Ellos tienen hambre de libertad; los nuestros creen que, como el aire o el agua, es el medio natural para desenvolver sus vidas. Ellos tienen sed de información y manipulan las redes para esquivar la terrible censura de sus gobernantes; los nuestros acechan los atajos para bajarse las películas o la música gratis. Ellos hablan del futuro de sus países; los nuestros solo hablan el idioma del presente. Ellos respiran confianza en su futuro, entre los botes de humo o el ruido de los disparos; los nuestros reflejan una desesperanza sin límites. Ellos saben autoorganizarse, identificar objetivos comunes y actuar en grupo; los nuestros practican un individualismo feroz en el éxito o en el fracaso. Para aquellos, la política es un instrumento útil para transformar la realidad; para los nuestros, un conjunto de anquilosadas instituciones que cada vez deciden menos sobre los asuntos realmente importantes.

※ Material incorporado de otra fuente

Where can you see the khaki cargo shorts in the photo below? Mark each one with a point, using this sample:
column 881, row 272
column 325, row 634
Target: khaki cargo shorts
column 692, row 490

Las aguas del Estrecho parecen contener un mar de mercurio. En los puertos de la vieja Europa, la política ha sido sustituida por instituciones monetarias que nadie ha elegido pero que nos dictan las directrices de unos mercados cuyo rostro no conocemos. La libertad individual se ha afirmado hasta el punto que nadie podría vivir sin ella, pero el sentido real de la democracia como poder del pueblo naufraga en la tormenta de los mercados. Mientras, al otro lado del Estrecho, voces estremecedoramente jóvenes vuelven a lustrar la deslucida moneda de la libertad y la democracia, en países que solo pensábamos que sabían entonar el idioma del fanatismo religioso.

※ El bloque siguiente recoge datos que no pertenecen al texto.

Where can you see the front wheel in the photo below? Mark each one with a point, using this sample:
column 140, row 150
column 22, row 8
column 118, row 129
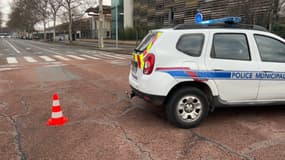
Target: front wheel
column 187, row 107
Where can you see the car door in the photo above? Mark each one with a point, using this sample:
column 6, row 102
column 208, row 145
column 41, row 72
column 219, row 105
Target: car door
column 272, row 55
column 231, row 65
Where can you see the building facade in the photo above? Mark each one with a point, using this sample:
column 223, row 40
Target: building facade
column 117, row 9
column 159, row 13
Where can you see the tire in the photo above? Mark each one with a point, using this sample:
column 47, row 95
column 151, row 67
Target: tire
column 187, row 107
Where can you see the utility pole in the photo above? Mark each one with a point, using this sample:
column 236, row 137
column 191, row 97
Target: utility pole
column 100, row 34
column 117, row 26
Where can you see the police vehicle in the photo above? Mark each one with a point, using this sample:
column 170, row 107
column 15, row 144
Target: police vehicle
column 193, row 68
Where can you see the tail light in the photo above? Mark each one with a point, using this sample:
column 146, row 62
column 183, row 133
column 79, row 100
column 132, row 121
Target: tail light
column 149, row 61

No hay paralelismo perfecto entre la situación de los jóvenes en las dictaduras del Magreb u Oriente Próximo y los de nuestros países europeos. Pero a ambos lados del Estrecho hay una fuerza juvenil con mejor preparación que sus padres, que chocan con un mercado laboral y con una sociedad ajena. Aquellos necesitan revoluciones porque tienen que sacudirse dictaduras y mordazas. Pero nuestros jóvenes occidentales necesitan cambios económicos y sociales con urgencia.

Habla elocuentemente del envejecimiento de nuestra cultura política el hecho de que, en medio de la mayor crisis económica y ecológica, los debates más apasionados sean sobre si tenemos o no derecho a conducir a gran velocidad o fumar en los establecimientos públicos. Discusiones decadentes de personas anquilosadas en sus viejos vicios de velocidad o de posesiones. Urge un rejuvenecimiento inmediato de la política, de sus contenidos y de sus formas, pero es imposible cuando hemos expulsado a los jóvenes del debate público y los hemos convertido en un producto de consumo, o en el escalón más bajo de nuestra cadena laboral.

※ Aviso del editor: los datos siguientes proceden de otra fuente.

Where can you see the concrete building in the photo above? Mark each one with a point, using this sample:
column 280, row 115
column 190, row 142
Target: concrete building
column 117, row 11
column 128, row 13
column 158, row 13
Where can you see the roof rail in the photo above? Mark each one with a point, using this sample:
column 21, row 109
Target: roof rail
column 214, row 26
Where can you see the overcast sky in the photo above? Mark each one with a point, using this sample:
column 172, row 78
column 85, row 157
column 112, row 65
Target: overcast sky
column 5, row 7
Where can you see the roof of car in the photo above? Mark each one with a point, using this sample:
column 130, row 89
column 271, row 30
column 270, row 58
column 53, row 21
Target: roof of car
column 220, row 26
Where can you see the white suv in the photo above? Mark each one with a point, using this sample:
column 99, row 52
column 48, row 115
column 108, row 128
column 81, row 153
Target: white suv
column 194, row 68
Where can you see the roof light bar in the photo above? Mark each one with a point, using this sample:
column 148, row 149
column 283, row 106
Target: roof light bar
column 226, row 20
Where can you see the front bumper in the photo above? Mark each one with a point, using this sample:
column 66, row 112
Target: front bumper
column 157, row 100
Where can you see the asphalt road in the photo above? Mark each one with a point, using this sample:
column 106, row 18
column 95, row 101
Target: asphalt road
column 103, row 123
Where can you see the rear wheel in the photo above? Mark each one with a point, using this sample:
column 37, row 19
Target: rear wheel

"Sobretitulación" llaman algunos al despilfarro de que ingenieros industriales estén sirviendo copas en los bares nocturnos. "Contratación temporal" llaman a trabajos de una hora en la que los gastos superan a los ingresos obtenidos. "Contrato en prácticas" a recibir la mitad del sueldo o no estar de alta en la Seguridad Social y "experiencia en el extranjero" a lo que siempre se ha denominado emigración forzosa.

No ha habido nunca una época que denigre tanto a los jóvenes al tiempo que ensalza la juventud como única estética oficial. Los problemas de los jóvenes se presentan en términos conflictivos (delincuencia, drogas, falta de esfuerzo) mientras se utiliza su cuerpo como objeto de consumo y reducimos su tiempo vital a un carpe diem eterno. No ha habido una sociedad que desconozca más a sus jóvenes, su preparación y conocimientos, su esfuerzo ante una sociedad tan altamente competitiva o sus valores, mucho más ecológicos y solidarios que los nuestros. Es una pena que permanezcan ajenos a la política en vez de inventar su propia forma de hacerla. Es un error que hayan renunciado a gobernar su realidad. Pero un día de estos, nuestros jóvenes apáticos recogerán su desesperanza y la transformarán en algún sueño. Al menos eso espero.